Un célèbre journaliste connu pour ses enquêtes sur le trafic d’êtres humains arrêté au Cambodge
Connu pour ses reportages sur le trafic d’être humains et pour avoir révélé l’ampleur du business des arnaques en ligne au Cambodge, le journaliste Mech Dara a été arrêté mardi 1er octobre.
Mech Dara risque deux ans de prison pour « incitation aux troubles à l’ordre public », suite à des posts publiés sur les réseaux sociaux qui montraient la dégradation de l’accès à un site religieux. Selon RSF, Amnesty International et plusieurs ONG des droits de l’homme au Cambodge, c’est une manifestation de plus de la « persécution systématique des journalistes » dans le pays et une excuse pour le faire taire.

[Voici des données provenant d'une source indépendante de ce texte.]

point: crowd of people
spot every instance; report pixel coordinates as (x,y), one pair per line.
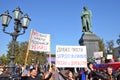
(45,72)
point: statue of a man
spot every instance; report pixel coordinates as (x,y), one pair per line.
(86,20)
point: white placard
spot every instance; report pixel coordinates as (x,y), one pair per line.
(109,56)
(71,56)
(98,54)
(39,41)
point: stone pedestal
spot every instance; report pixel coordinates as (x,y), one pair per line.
(91,41)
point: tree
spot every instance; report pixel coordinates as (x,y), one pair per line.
(101,46)
(4,59)
(110,46)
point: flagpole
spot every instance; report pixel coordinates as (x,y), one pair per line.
(26,57)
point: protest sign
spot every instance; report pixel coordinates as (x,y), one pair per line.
(39,41)
(71,56)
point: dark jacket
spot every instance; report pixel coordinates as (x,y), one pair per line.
(106,76)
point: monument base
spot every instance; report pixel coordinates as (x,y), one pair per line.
(91,41)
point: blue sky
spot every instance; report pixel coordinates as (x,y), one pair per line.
(61,19)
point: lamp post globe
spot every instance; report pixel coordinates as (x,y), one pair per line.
(19,24)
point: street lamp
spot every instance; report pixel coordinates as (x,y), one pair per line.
(20,23)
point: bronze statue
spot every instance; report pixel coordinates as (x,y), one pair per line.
(86,20)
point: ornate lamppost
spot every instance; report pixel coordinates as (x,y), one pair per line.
(20,26)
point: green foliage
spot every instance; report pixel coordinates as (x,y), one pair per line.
(101,45)
(4,59)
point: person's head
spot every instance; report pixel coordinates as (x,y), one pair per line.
(85,7)
(33,72)
(70,75)
(109,70)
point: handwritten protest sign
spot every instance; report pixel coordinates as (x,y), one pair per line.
(71,56)
(39,41)
(98,54)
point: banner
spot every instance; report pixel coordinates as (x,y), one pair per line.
(98,54)
(71,56)
(39,41)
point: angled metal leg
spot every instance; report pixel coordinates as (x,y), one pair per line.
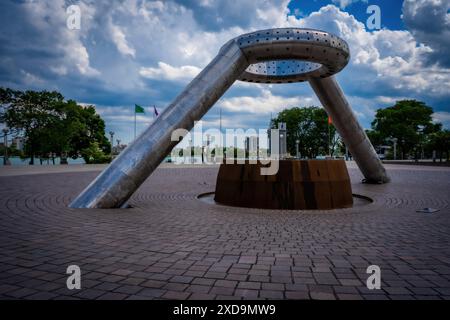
(114,186)
(354,136)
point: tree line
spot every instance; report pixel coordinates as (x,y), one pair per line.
(52,126)
(408,122)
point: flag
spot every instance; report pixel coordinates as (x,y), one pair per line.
(138,109)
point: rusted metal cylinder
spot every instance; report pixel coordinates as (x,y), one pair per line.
(299,184)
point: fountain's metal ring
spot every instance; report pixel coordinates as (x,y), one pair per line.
(291,55)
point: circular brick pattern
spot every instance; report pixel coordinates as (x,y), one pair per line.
(172,245)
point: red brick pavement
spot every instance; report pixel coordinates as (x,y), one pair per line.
(171,245)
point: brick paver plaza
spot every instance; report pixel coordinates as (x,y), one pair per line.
(171,245)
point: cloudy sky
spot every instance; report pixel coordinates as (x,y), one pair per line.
(145,52)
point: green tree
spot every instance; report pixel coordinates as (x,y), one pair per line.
(439,141)
(310,126)
(51,125)
(409,121)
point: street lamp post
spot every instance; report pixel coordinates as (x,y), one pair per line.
(6,161)
(111,133)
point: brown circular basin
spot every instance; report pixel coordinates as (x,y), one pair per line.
(298,184)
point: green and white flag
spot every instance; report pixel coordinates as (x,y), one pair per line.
(138,109)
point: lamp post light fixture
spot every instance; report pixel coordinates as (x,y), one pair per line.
(111,133)
(394,140)
(6,161)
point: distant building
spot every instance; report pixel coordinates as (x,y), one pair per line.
(251,144)
(282,141)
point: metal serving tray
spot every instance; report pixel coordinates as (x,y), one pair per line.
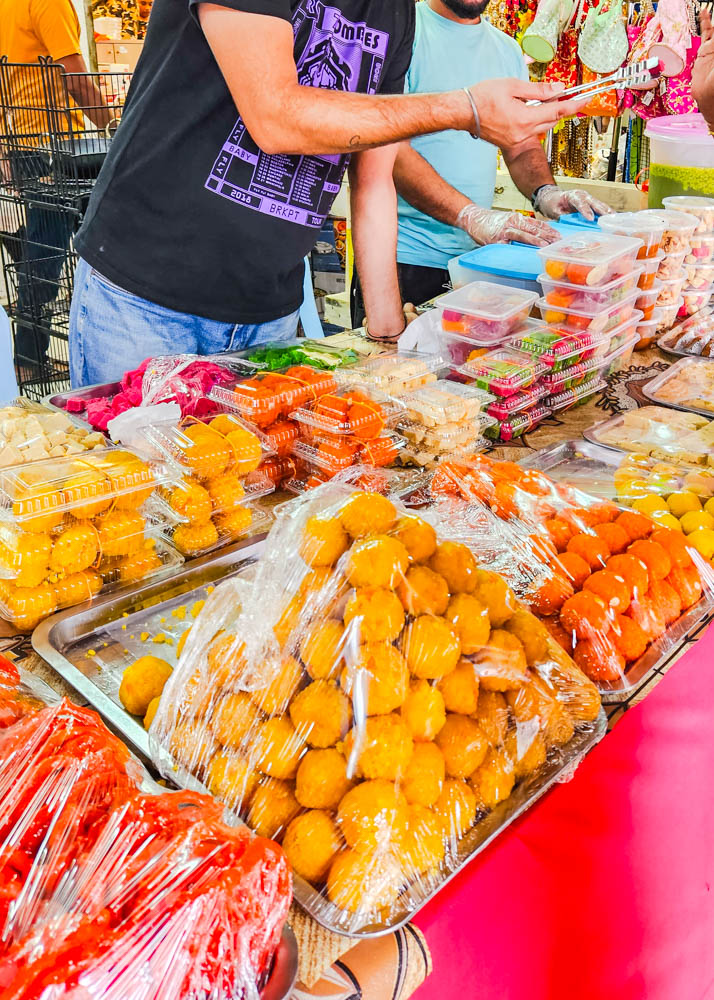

Connu pour avoir révélé l’ampleur du business des arnaques en ligne qui s’est enraciné dans le sud du Cambodge, le journaliste d’investigation Mech Dara a mis en lumière les coulisses d’une véritable industrie de l’escroquerie en ligne qui rapporterait plus de 12 milliards de dollars par an, soit la moitié du PIB du Cambodge. C’est dire l’échelle de cette économie de l’ombre, dans lequel travaillent, dans des conditions proches de l’esclavage, près de 100 000 personnes, rien qu’à Sihanoukville, selon un rapport du Haut Commissariat aux Droits de l’homme de l’ONU, publié le mois dernier.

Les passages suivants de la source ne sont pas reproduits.